Ya, dalam realita kegiatan mendidik di Indonesia, secara khusus di
Perguruan Tinggi tempat saya belajar misalnya, mahasiswa (sebagai
contoh) hanya diarahkan untuk menjadi manusia yang berpikiran cerdas.
Inilah bukti bagaimana mendidik tidak dilakukan dengan penuh kejujuran
dan dedikasi yang tinggi demi memanusiakan manusia.
Lebih dalam lagi pembahasan ini, masalah yang terjadi memang harus
dipahami dan diteliti dengan utuh. Keutuhan dalam memahami masalah
penting dalam mencari jalan keluar atas masalah itu sendiri. Namun,
sedikit ingin dibahas secara sederhana masalah apa yang menjadi latar
belakang sehingga muncul produk cacat tadi. Ialah ketidakmampuan
pendidik untuk mendidik dengan memberikan teladan hidup. Pendidikan
menjadi personal dengan pesona akademisi yang menempatkan mimbar
akademik dalam euforia yang berlebihan, membawa pendidikan dalam fantasi
yang imajiner - ilmu menjadi menara gading, mengisi otak nara didik
dengan konsep-konsep dan teori yang serba “wah,” lalu kemudian semua itu
berhenti disitu. Pertanyaan besar yang perlu diajukan ialah “sudahkan
anda, sebagai pendidik, melakukan semua omong kosong yang anda
katakan itu?” Jika belum lalu mengapa anda meminta nara didik untuk
menjadi pribadi yang sangat ideal sesuai dengan konsep-konsep,
teori-teori, yang anda berikan.
Ditempat dimana saya menuntut ilmu dan dididik, keadaan ini sangat jelas
(tidak kabur sama sekali) terjadi. Begitu banyak pendidik (baca: Dosen)
yang tidak mampu mendidik nara didik (baca: Mahasiswa) dengan “utuh.”
Para pendidik itu dalam pandangan saya, jauh dari pada tindakan
reflektif tentang apa hakikatnya berada sebagai pendidik. Sebut saja
masalah orientasi hidup menjadi salah satu faktor yang menyebabkan
kecacatan itu harus terjadi. Orientasi hidup pada kekuasaan misalnya,
menyebabkan pendidik memanipulasi kebenaran sehingga banyak orang yang
disesatkan. Padahal secara akademis pendidik tersebut memiliki
kualifikasi gelar akademis Doktor, Master, bahkan juga Guru Besar/
Profesor.

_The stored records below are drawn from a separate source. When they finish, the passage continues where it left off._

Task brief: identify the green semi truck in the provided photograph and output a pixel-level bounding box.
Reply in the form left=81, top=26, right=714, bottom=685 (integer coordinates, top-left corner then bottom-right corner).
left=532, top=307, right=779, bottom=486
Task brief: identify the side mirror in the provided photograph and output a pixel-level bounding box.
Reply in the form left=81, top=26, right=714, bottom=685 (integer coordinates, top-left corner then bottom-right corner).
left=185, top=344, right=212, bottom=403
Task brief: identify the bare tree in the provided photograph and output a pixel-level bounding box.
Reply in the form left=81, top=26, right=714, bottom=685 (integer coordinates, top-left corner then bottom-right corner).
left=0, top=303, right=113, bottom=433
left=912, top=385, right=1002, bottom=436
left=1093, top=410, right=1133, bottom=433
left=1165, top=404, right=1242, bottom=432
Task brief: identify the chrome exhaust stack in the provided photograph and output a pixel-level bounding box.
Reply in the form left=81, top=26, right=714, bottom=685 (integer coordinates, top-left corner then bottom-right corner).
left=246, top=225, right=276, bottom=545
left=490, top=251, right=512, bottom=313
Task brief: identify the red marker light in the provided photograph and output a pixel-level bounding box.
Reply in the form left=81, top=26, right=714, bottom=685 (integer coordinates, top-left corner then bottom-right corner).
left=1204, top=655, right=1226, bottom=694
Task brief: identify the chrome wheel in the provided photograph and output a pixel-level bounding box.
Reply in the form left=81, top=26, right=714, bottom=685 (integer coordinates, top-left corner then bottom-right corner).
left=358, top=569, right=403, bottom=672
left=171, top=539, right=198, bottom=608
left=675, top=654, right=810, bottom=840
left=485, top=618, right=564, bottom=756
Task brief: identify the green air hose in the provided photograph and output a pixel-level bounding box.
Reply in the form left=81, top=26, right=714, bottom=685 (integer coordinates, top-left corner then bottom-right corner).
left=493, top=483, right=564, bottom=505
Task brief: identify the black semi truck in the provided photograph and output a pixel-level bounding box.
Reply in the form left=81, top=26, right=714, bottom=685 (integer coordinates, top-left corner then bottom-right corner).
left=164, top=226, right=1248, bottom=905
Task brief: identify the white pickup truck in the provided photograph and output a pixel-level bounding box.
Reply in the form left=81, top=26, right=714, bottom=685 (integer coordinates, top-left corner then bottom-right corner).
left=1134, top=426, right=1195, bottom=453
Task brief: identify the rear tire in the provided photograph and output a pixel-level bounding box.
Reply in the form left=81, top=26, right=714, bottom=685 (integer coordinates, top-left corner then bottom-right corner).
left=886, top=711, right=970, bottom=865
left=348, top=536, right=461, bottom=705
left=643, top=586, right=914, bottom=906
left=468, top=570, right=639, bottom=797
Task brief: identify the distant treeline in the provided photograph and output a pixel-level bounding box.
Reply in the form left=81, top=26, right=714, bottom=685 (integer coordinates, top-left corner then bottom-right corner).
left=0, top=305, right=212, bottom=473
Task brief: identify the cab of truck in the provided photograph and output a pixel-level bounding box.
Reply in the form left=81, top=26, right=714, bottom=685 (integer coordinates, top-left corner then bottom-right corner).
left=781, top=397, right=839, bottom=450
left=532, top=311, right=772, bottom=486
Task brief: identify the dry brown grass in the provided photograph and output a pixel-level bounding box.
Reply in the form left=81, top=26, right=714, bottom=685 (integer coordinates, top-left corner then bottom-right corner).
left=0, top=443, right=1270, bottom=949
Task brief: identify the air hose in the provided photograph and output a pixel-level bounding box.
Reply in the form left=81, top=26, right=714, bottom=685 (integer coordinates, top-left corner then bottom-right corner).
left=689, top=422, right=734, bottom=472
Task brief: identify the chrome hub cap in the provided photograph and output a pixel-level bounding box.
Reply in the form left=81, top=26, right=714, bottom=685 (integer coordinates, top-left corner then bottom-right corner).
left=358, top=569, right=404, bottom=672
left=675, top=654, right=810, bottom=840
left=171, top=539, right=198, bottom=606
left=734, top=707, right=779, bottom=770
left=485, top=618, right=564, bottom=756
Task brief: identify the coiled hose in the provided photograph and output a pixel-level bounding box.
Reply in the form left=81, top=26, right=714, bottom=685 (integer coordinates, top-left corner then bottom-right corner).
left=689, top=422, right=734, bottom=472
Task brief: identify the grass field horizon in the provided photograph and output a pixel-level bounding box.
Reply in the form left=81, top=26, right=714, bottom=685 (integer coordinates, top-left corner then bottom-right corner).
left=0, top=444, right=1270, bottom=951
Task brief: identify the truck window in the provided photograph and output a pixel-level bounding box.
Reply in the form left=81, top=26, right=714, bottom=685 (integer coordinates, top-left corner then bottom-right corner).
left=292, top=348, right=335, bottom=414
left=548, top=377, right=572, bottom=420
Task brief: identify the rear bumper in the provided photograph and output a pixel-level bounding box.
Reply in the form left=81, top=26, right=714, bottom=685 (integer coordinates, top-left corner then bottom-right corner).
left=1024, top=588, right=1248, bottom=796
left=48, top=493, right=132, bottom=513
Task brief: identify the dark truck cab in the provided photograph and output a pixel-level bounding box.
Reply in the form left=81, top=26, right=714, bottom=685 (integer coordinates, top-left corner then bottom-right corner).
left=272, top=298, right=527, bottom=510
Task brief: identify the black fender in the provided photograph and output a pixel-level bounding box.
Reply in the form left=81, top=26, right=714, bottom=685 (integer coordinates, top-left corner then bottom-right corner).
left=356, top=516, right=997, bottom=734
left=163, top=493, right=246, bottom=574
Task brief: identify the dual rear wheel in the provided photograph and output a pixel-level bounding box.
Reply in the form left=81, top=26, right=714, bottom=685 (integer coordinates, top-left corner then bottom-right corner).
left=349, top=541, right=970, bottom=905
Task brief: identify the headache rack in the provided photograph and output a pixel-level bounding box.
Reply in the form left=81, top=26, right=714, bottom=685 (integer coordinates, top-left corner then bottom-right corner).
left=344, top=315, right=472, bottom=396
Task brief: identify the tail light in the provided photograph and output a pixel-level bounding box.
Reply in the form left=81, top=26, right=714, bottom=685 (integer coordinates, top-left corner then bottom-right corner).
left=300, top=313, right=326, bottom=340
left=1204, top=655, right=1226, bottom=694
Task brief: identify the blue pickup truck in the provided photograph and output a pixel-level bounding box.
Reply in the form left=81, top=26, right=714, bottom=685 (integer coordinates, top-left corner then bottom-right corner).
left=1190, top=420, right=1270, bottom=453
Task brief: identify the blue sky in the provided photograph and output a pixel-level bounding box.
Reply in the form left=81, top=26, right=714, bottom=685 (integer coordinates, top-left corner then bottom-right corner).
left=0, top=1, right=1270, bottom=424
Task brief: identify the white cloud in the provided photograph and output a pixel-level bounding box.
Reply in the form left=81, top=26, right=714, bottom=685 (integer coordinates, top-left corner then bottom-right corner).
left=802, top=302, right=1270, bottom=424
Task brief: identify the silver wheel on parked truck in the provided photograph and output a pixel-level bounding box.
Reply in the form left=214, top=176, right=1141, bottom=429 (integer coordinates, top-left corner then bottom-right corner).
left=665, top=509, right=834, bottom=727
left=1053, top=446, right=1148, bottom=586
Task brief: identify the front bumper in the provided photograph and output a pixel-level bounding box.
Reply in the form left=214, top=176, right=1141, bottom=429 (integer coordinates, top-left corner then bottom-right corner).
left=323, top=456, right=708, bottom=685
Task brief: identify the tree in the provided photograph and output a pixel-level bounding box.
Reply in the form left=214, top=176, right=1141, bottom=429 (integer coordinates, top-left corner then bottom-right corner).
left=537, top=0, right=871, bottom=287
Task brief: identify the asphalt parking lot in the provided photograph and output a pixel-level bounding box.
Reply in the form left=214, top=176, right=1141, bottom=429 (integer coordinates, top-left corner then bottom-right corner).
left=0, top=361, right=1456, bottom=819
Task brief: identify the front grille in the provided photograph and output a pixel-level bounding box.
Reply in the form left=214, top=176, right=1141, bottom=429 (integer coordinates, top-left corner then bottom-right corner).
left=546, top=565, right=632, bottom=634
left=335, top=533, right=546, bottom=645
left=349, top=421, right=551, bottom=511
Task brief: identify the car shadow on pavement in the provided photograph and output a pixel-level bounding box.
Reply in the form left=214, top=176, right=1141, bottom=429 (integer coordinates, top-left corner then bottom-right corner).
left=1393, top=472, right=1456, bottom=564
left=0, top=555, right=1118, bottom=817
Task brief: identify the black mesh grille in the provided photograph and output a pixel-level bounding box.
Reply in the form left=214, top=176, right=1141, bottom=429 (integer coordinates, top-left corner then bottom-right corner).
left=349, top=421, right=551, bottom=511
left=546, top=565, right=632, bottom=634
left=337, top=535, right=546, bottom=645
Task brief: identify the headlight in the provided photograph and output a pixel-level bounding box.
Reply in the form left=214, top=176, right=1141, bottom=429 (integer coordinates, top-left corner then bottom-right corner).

Hanya demi mencapai suatu kedudukan yang menyediakan akses
terhadap dominasi kekuasaan, seorang akademisi merendahkan martabatnya
sebagai seorang yang telah “dididik” dengan tidak segan berbohong. Saya
mendapati kabar bahwa beberapa Profesor sering berbohong.
Kontrakditif, memang benar demikian. Jikalau dikelas pendidik dengan
berapi-api mengkampanyekan pendidikan karakter, pentingnya integritas
diri, kemudian dikesempatan yang lain tidak segan untuk berbohong, lalu
apa yang bisa dilakukan oleh nara didik? Mencontoh sikap yang tidak
jujur seperti itukah? Padahal mahasiswa diajarkan menjadi seseorang yang
cerdas secara kognitif (misalnya menentukan pilihan etis: seharusnya
mengedepankan kebenaran, kebaikan, dan keadaan yang tepat). Namun sayang
beribu sayang, pendidik hanya mengajarkan nara diidik untuk cerdas
secara kognitif tetapi tidak mengarahkan mahasiswa untuk cerdas secara
afektif, apalagi membuat mahasiswa mampu cerdas secara psikomotorik.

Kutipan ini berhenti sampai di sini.